What is Enterprise? It seems like the word itself means different things to different people. While most libraries are trying to build discovery tools that encompass broad arrays of knowledge, many organizations would be more than satisfied with being able to find one of their own manuals on their intranet. As it turns out, what’s so hard on a large scale hardly gets simpler as the scale decreases.

It took a surprisingly long time for people’s dissatisfaction to be heard by search companies, many of which got their start building web- search engines. As it got easier and easier to find things in every hidden corner of the Web (including corners better left undiscovered), no one could find the e-mail or memo from last week. Searching the desktop was still a rather nascent notion even a year ago. What started as an attempt to search the desktop and networked file systems eventually merged with the web search and became “Enterprise.”

New kids on the net

The leaders in internet search—Yahoo, Microsoft, Ask, and Google—and those for the desktop—add Copernic and X1 to the three search engines above—are no longer the only companies in town. This market is exploding. Forrester Research predicts that eDiscovery technology spending will grow from $1.4 billion in 2006 to more than $4.8 billion in 2011 as so-called enterprises realize that they have no choice but to prepare for electronic discovery.

Some of the needs come from places you would not suspect. If you’re a law librarian, the elusive “litigation hold” has changed the nature of search and discovery. In a nutshell, organizations and companies have an obligation to preserve relevant information for any potential litigation. New rules effective as of late 2006 relate directly to corporate responsibility for eDiscovery methods.

Recommind, one of many companies specializing in the legal field, is even introducing a new Litigation Hold module into its MindServer product. Enterprise Content Management was the precursor to Enterprise Search, and many of those companies are also working hard to join what will quickly become a battlefield for customer share. Recommind is hardly alone in eDiscovery space, as companies such as Endeca, Fast, Autonomy, Grokker, Hakia, Vivisimo, and Convera become regular names in even the library industry.

To boldly search

Take it from me: A new search tool can be fun. One can spend hours looking at and analyzing relevance algorithms, search logs, and trends (and anyone who reports to me could corroborate this).
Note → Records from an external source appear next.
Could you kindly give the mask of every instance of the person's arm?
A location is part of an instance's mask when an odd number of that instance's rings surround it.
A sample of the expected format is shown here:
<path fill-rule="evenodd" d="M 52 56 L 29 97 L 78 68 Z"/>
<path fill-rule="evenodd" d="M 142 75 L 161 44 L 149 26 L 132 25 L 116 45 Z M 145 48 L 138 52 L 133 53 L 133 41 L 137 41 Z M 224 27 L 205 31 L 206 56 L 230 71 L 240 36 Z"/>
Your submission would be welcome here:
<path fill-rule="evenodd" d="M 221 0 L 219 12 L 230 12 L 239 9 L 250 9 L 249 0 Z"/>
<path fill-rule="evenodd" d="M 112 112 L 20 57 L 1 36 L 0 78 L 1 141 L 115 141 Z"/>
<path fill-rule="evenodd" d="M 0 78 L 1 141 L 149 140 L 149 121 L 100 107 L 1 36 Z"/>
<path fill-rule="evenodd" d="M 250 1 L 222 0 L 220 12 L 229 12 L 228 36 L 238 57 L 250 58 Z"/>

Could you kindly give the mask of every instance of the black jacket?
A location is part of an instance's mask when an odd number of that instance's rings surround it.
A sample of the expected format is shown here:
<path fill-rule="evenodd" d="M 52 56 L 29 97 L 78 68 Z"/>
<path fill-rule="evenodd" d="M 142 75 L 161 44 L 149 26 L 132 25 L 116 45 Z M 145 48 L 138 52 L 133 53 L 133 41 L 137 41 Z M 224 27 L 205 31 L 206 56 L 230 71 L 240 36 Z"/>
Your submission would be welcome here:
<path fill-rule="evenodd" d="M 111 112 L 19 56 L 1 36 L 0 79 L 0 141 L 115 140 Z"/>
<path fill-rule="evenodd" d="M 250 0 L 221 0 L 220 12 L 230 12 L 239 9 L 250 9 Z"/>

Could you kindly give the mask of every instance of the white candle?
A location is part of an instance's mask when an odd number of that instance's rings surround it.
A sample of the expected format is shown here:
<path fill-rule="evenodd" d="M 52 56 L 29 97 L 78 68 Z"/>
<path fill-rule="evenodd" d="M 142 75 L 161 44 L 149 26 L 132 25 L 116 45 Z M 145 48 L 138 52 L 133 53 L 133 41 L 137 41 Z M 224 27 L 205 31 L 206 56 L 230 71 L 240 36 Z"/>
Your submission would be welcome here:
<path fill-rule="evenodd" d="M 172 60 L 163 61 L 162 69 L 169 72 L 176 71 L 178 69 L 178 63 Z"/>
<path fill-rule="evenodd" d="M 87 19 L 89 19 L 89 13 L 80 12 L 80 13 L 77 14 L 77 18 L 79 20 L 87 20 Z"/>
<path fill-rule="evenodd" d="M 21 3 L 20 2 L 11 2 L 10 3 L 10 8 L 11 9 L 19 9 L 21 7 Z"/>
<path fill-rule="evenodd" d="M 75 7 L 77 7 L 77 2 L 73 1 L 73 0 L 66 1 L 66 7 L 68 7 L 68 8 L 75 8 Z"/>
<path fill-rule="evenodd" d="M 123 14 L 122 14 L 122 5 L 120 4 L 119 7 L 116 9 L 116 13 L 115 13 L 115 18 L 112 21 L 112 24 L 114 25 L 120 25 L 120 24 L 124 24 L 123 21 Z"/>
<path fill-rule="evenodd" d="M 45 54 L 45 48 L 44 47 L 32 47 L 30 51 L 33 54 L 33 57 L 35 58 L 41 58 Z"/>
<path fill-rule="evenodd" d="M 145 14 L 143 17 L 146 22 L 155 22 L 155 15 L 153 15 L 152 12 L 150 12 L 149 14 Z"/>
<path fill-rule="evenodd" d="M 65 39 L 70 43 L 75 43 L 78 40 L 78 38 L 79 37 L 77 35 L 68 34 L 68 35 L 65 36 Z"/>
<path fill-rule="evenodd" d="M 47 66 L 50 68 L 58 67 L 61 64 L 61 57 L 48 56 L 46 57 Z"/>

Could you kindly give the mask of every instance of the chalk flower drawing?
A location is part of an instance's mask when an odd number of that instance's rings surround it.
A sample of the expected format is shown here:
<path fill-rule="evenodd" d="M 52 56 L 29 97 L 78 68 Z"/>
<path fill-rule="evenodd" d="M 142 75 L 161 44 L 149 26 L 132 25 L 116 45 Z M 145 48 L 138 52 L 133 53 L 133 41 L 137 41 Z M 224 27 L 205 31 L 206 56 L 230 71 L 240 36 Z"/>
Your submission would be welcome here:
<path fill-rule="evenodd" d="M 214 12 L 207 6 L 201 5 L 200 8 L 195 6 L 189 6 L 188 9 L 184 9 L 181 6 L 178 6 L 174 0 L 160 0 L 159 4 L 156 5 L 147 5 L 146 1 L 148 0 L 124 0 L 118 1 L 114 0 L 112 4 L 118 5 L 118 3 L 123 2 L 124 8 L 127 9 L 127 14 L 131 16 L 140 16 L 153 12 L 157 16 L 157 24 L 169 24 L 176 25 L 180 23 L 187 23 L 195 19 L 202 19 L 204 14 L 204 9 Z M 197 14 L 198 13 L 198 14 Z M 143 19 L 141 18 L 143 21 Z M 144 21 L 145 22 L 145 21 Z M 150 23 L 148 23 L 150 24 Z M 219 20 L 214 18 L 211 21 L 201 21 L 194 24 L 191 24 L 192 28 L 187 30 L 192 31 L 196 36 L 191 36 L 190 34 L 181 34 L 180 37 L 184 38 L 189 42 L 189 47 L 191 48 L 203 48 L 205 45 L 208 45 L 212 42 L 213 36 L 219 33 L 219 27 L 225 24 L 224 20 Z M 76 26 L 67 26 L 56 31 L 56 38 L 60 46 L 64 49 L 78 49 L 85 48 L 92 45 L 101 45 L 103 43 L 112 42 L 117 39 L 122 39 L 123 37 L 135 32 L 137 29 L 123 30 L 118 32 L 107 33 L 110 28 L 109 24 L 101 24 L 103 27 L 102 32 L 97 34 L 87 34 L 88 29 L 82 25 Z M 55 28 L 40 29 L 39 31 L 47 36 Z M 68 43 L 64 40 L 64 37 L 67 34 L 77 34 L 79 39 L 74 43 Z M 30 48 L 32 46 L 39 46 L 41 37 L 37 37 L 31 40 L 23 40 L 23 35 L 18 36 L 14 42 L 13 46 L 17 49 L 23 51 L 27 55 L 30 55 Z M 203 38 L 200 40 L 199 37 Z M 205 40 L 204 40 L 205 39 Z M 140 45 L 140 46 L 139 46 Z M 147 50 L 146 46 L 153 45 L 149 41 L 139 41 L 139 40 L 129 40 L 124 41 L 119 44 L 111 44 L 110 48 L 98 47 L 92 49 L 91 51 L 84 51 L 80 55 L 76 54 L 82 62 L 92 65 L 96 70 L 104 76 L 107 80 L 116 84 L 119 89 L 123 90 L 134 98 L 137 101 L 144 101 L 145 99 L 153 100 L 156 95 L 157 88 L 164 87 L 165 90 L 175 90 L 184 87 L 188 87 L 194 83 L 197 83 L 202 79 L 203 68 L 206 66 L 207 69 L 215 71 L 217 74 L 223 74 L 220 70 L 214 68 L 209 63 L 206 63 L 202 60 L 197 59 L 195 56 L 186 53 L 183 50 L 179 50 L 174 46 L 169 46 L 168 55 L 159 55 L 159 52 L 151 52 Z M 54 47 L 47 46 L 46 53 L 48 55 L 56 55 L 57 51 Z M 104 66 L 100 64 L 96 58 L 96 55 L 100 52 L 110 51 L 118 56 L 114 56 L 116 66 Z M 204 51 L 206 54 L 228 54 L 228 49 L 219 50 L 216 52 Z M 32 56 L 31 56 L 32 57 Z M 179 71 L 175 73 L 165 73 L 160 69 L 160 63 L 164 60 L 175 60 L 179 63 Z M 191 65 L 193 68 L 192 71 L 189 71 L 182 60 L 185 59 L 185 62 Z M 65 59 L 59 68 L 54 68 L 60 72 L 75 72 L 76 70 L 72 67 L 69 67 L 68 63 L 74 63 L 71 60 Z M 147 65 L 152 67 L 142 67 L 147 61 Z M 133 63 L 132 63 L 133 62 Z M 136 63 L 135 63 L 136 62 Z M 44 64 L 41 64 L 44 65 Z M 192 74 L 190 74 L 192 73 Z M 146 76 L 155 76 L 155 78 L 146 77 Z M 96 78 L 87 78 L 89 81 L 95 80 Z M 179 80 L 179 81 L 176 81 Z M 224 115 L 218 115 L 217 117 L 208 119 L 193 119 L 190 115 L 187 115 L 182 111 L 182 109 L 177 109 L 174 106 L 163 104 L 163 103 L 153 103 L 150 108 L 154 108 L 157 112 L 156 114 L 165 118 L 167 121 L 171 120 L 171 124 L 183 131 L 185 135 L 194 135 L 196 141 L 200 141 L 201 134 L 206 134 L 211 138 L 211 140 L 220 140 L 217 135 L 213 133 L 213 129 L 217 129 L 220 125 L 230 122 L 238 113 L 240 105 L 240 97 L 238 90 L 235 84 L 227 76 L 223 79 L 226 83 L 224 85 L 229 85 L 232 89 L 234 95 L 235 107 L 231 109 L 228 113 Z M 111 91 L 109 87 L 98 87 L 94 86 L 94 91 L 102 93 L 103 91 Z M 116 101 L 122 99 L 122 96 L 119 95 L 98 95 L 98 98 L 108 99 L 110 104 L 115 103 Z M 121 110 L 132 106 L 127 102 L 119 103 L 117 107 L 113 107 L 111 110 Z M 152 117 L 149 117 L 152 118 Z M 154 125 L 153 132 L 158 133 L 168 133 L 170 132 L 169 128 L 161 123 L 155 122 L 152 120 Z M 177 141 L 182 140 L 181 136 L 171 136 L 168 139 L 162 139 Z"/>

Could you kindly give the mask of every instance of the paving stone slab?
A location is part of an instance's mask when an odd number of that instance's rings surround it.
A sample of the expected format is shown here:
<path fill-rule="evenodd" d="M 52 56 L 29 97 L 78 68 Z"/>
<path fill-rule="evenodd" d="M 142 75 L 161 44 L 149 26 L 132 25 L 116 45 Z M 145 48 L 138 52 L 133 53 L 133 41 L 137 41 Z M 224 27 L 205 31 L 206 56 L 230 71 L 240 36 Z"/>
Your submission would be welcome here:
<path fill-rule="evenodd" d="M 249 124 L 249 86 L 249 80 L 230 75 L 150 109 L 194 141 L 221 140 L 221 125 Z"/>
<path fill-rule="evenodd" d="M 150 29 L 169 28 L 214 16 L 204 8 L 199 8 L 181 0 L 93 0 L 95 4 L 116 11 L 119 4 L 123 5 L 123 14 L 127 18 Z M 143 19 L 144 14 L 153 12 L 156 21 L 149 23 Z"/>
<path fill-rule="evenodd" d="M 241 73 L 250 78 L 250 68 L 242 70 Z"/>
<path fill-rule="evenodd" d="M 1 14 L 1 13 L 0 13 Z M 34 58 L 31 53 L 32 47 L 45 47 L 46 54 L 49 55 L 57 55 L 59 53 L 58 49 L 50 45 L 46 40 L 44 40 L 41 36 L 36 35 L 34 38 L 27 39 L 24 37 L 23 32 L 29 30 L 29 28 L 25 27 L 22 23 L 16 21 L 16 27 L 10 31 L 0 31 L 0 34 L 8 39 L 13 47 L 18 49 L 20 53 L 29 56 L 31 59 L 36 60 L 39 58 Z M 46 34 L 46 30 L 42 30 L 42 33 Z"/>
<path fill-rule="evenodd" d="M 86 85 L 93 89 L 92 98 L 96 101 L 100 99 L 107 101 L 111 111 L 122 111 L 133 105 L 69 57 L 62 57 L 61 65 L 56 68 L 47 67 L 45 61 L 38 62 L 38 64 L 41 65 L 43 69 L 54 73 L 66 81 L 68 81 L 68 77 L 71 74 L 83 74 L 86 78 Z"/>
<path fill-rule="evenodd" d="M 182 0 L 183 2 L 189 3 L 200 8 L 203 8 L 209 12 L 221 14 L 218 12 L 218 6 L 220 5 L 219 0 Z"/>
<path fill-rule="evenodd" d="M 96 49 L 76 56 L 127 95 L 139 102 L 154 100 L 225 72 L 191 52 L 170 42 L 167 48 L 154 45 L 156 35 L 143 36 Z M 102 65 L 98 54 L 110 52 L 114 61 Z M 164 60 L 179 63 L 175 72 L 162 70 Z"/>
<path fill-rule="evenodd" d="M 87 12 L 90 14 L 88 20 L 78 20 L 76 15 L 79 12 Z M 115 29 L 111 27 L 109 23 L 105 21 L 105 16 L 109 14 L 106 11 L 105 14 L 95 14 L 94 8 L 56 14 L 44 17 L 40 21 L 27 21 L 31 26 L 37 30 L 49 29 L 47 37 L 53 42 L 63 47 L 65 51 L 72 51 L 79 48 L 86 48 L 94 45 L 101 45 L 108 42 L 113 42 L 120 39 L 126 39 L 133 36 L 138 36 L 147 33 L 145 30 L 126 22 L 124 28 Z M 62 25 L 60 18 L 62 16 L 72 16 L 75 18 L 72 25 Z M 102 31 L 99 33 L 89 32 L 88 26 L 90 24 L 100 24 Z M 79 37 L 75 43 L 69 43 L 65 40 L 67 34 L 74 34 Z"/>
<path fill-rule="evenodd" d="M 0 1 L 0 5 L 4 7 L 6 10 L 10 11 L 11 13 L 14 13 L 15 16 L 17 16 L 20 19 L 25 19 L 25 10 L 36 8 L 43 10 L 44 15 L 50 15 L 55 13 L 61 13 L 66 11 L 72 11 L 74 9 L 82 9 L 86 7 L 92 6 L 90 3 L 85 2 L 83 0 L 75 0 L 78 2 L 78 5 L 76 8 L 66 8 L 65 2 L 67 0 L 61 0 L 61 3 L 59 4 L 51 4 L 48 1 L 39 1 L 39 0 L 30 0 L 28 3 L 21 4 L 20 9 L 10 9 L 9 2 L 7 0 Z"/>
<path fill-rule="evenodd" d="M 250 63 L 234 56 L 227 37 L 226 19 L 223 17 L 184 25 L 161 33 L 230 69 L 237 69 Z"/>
Researchers sift through piles of data in search of just the right needle in just the right haystack. But as information architect Ezra Schwartz comments, with the right tool (in this analogy, a magnet), the needle can be found easily. “Most research and academic electronic collections,” Schwartz blogged in October, “are serving patrons who are interested in finding a piece of hay in the haystack.” For this reason search companies will continue to find their edge—like faceted search, graphical interfaces, and new and better search algorithms and relevance routines. The more, the better.

In some circles, eDiscovery is referred to as “information collection technology.” That one should get librarians’ attention. It should also be drawing librarians into the search field in droves. I would hazard a guess that computer science and business schools are preparing themselves for this upward spiral of activity much better than library schools are. I think that library master’s programs have a real opportunity to prepare even more graduates for private sector information jobs that will likely have more vacancies than those created by the graying of the profession in libraries.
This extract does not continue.